Shane Webb


I am a PGR based in the Ores and Mineralisation Research Group at the University of Leeds, investigating the genesis of orogenic gold deposits in Scotland. I have a deep interest in the mining industry and the role that geoscience plays in it.


2019 – 2020: MSc Mineral Resources, University of St Andrews

2016 – 2019: BSc Geology, University of Birmingham

Research Interests

Orogenic gold, base metals (copper, zinc, and lead), mineral systems, orogenic belts, structural geology, alluvial gold.

Teaching interests

Field geology, igneous petrology, resource geology.

Project Title

‘Developing a metallogenic model for Caledonian mineralisation around Loch Tay, Scotland.’


Dr Taija Torvela, Dr Rob Chapman, Dr Jason Harvey, Dr Dan Morgan.


Panorama NERC DTP. Start year: 2020.

Project outline

Gold deposits in the Grampian Terrane formed between 465 and 400 million years ago, in association with an event known as the Caledonian Orogeny, which culminated in the assembly of the modern British Isles.
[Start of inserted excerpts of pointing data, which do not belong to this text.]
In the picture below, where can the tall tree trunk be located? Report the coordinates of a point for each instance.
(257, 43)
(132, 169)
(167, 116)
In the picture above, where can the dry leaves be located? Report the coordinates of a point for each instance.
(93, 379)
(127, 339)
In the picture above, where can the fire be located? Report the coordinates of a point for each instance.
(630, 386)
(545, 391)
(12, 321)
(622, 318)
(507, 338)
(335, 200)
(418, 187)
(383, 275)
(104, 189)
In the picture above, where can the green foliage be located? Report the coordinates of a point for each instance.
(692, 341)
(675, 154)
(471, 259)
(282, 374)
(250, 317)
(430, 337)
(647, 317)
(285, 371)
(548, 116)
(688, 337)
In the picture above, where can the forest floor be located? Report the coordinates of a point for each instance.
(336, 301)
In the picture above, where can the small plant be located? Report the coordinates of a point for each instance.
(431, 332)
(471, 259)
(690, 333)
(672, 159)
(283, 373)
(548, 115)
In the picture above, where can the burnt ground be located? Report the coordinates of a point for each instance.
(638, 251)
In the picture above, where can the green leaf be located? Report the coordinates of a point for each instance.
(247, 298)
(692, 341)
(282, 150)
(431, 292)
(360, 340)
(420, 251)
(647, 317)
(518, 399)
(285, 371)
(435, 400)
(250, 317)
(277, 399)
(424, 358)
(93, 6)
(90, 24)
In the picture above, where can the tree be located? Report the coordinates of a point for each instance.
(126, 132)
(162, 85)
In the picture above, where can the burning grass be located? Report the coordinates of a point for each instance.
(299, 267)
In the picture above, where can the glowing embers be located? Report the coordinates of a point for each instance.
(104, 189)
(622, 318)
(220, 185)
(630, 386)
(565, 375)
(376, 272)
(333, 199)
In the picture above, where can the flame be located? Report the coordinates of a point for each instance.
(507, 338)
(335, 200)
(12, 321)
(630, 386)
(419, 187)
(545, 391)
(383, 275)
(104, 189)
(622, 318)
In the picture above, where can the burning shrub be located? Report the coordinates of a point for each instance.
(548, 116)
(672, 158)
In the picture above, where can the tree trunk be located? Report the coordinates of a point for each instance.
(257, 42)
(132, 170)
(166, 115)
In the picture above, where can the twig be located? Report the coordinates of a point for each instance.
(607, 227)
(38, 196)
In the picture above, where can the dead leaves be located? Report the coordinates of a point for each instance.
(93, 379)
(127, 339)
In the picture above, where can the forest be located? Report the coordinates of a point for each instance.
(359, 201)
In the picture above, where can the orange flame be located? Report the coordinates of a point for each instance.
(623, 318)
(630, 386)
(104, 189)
Commercial gold mining has taken off throughout the Scottish and Irish Grampians, most notably at Curraghinalt and Cavanacaw in Northern Ireland. Recently, the Cononish Mine has moved towards production in Scotland. This has spurred commercial interest in other previously known Scottish deposits, including Loch Tay, which hosts several occurrences of gold and base metal mineralisation with Caledonian affinities. Historically, Loch Tay is better known for Precambrian barytes deposits; these have been mined since the 1970s for use in the North Sea oil industry.

The gold deposits around Loch Tay are problematic because they have characteristics of multiple ore-forming processes, meaning their genesis remains a mystery. Furthermore, the true age of mineralisation remains unknown. It is therefore impossible to assess the nature of the metallogenic processes that have resulted in the diverse mineral assemblages that we see today. This information is important from a commercial perspective – elucidating the mineralisation processes should provide more targets for exploration. However, renewable technologies, such as photovoltaic cells in solar panels or fuel cell catalysts, require significant quantities of gold and base metals. There is therefore a societal impetus to focus on developing domestic metal reserves in order to facilitate the green energy transition and reduce dependency on volatile international supply chains, particularly in the wake of the COVID-19 pandemic, which offers a unique opportunity for humanity to wean itself off fossil fuels.

To pursue my research, I am utilising alluvial microchemical analyses, geochronology, geophysics (gravity and magnetic data), whole rock geochemistry (XRF and XRD) and traditional field geology techniques.